Domestic team information
- 2007–2011: Surrey (squad no. 14)

Career statistics
| Competition | First-class | Twenty20 |
| Matches | 4 | 1 |
| Runs scored | 21 | 5 |
| Batting average | 5.25 | – |
| 100s/50s | 0/0 | 0/0 |
| Top score | 13 | 5 not out |
| Balls bowled | 513 | 18 |
| Wickets | 5 | 0 |
| Bowling average | 74.20 | – |
| 5 wickets in innings | 0 | – |
| 10 wickets in match | 0 | – |
| Best bowling | 3/61 | – |
| Catches/stumpings | 0/– | 0/– |
- Source: Cricinfo, 28 May 2011

= Simon King (cricketer) =

English cricketer (born 1987)

Simon James King (born 4 September 1987) is an English former cricketer who played for Surrey from 2005 to 2011. He was educated at Warlingham School, and The John Fisher School.

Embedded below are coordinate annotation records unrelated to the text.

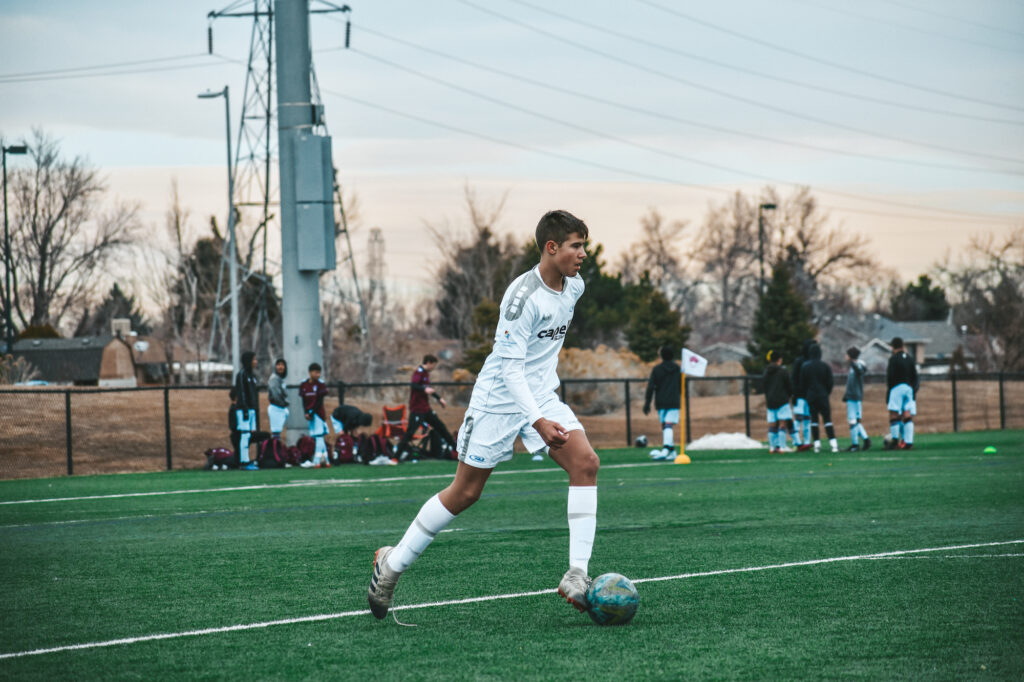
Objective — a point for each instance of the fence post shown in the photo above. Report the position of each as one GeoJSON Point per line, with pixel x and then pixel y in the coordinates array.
{"type": "Point", "coordinates": [629, 416]}
{"type": "Point", "coordinates": [686, 399]}
{"type": "Point", "coordinates": [1003, 406]}
{"type": "Point", "coordinates": [747, 406]}
{"type": "Point", "coordinates": [952, 380]}
{"type": "Point", "coordinates": [71, 466]}
{"type": "Point", "coordinates": [167, 424]}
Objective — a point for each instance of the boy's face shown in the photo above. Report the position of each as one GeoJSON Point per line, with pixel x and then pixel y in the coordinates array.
{"type": "Point", "coordinates": [569, 254]}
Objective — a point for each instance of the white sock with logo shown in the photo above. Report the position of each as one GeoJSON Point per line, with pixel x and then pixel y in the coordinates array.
{"type": "Point", "coordinates": [583, 523]}
{"type": "Point", "coordinates": [433, 518]}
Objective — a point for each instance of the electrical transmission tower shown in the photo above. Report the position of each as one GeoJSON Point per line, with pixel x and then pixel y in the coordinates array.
{"type": "Point", "coordinates": [256, 194]}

Born in Camberwell, grew up in Warlingham, King is predominantly a right arm off break bowler who bats right-handed. He made his debut for Surrey's second XI in 2005, taking 17 wickets in his first season, and took a further 30 the following year. May 2006 saw King selected for the England under-19 side Vs India under-19.

King made his first-team debuts in Twenty20 and first-class cricket in 2009, appearing in matches against Kent, Middlesex and Derbyshire. His first wicket was that of Middlesex's David Nash.

He was released by Surrey at the end of the 2011 season. A season in which King hardly played due to a misdiagnosed stress fracture in his back.

His younger brother, Daryl, came through the age groups from the age of 8 through to academy, he also made appearances for Surrey's second XI in 2009.

The brothers both now run a successful cricket coaching business headquartered in Singapore called King Brothers Cricket.